📝 エピソード概要
東京大学史料編纂所の本郷和人教授をゲストに迎え、日本史の区分や「古代と中世の違い」を独自の視点で掘り下げるエピソードです。日本史における時代区分の根拠が「史料の性質」にあることや、世界史的な視点から見た日本の特殊性について語られます。歴史を「進歩や退行」ではなく「文化の受容層の拡大(大衆化)」という切り口で捉え直す、刺激的な歴史談義が展開されます。
🎯 主要なトピック
- 日本史の4つの区分と史料: 古代・中世・近世・近現代という区分は、扱う「生の歴史史料(古文書や日記)」の性質の違いによって定義されています。
- 「日本に古代はあったのか」という問い: 世界史と比較すると日本の古代は他国の中世に相当し、史料論の観点からも古代特有の形式が乏しいという問題提起がなされます。
- 古代から中世への移行は「大衆化」: 古代はエリートによる「一点物」の高品質な文化の時代であり、中世は技術の標準化による「大量生産」と文化の広まりの時代です。

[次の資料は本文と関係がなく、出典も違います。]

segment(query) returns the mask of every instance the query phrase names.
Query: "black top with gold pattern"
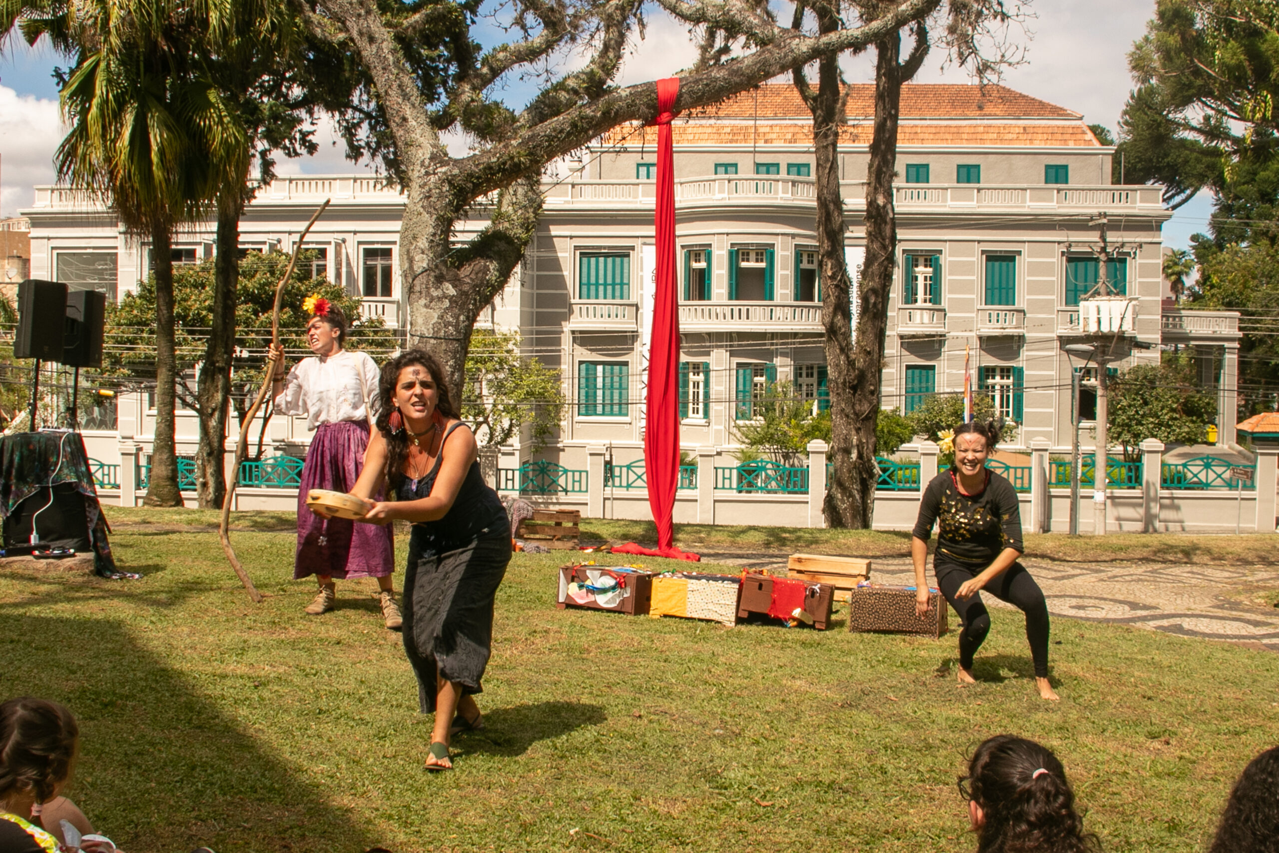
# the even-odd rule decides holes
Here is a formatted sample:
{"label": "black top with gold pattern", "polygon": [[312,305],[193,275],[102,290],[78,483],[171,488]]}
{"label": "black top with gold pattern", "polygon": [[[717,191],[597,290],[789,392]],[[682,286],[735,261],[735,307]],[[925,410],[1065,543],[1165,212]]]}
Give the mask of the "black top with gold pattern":
{"label": "black top with gold pattern", "polygon": [[987,469],[981,494],[964,495],[953,471],[943,471],[923,490],[913,535],[927,542],[936,522],[938,556],[982,568],[1005,547],[1024,551],[1022,513],[1013,485]]}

- 文化の受容者の変遷: 『源氏物語』が教養として定着したのは室町時代であるなど、優れた文化が時間をかけて幅広い層へ浸透していく過程が解説されます。
- 現代まで続く室町文化の遺産: 畳にちゃぶ台という昭和の生活様式のルーツが室町時代の「東山文化」にあるなど、文化の驚くべき継続性が示されます。
💡 キーポイント
- 史料学から見た時代区分: 歴史学者が時代を分ける基準は、政治体制だけでなく、研究対象とする「史料」を読み解く技術や性質の違いに依拠している。

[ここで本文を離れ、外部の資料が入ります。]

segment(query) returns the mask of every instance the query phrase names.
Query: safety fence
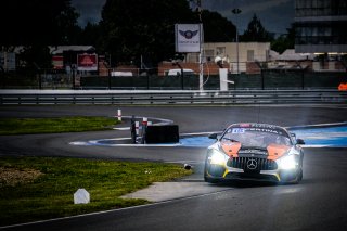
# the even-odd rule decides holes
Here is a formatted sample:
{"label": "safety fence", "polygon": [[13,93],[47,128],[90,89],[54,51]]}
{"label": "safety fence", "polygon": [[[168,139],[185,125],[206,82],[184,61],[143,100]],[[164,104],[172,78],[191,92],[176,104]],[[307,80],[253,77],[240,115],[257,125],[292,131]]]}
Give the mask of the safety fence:
{"label": "safety fence", "polygon": [[[337,89],[347,82],[346,72],[307,72],[305,69],[262,69],[259,74],[229,74],[230,90],[311,90]],[[203,77],[204,90],[219,90],[219,75]],[[98,76],[64,72],[42,72],[39,75],[0,76],[1,89],[108,89],[108,90],[200,90],[200,76]]]}
{"label": "safety fence", "polygon": [[347,91],[0,91],[0,104],[347,104]]}

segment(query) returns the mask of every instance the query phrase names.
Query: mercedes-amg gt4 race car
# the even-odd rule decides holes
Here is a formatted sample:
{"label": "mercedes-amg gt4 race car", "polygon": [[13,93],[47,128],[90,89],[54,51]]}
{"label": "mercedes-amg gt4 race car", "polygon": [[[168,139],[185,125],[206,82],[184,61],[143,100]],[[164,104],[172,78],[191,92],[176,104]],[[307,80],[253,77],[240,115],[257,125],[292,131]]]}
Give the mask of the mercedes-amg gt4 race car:
{"label": "mercedes-amg gt4 race car", "polygon": [[298,183],[303,179],[304,140],[284,127],[257,123],[230,125],[208,146],[204,179]]}

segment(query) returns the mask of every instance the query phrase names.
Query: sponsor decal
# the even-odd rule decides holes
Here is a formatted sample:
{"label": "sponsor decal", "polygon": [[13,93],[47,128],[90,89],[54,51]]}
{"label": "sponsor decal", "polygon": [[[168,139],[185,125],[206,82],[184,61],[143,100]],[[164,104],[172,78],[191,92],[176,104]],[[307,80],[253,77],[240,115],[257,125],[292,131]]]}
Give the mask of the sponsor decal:
{"label": "sponsor decal", "polygon": [[248,168],[249,170],[255,170],[255,169],[257,169],[257,167],[258,167],[257,159],[255,159],[255,158],[249,158],[249,159],[247,161],[247,168]]}
{"label": "sponsor decal", "polygon": [[268,155],[268,152],[262,150],[240,150],[239,154]]}

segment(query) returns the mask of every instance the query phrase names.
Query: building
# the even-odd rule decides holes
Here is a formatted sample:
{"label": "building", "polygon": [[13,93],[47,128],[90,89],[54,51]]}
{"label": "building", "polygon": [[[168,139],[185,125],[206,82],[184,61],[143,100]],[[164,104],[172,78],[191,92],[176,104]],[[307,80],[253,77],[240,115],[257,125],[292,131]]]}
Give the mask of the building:
{"label": "building", "polygon": [[[259,73],[258,64],[269,61],[270,42],[206,42],[203,52],[204,63],[215,64],[220,59],[223,68],[232,74]],[[188,53],[185,62],[198,63],[198,53]]]}
{"label": "building", "polygon": [[346,0],[295,0],[295,52],[347,53],[346,25]]}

- 「罠」としてのV字型歴史観: 「古代の栄光、中世の暗黒、近代の再生」という見方は、エリート層の視点に偏った歴史解釈である可能性がある。
- 質の低下は普及の証: 中世の建築や仏像の質が古代より落ちたと見えるのは、多くの人が文化を享受できるように「レシピ(技法)」が公開・共通化された結果である。
- 受容者という視点: 歴史を評価する際、「誰がそれを受け取っていたのか(読者や享受者の数)」という視点を持つことで、歴史の風景が全く違って見える。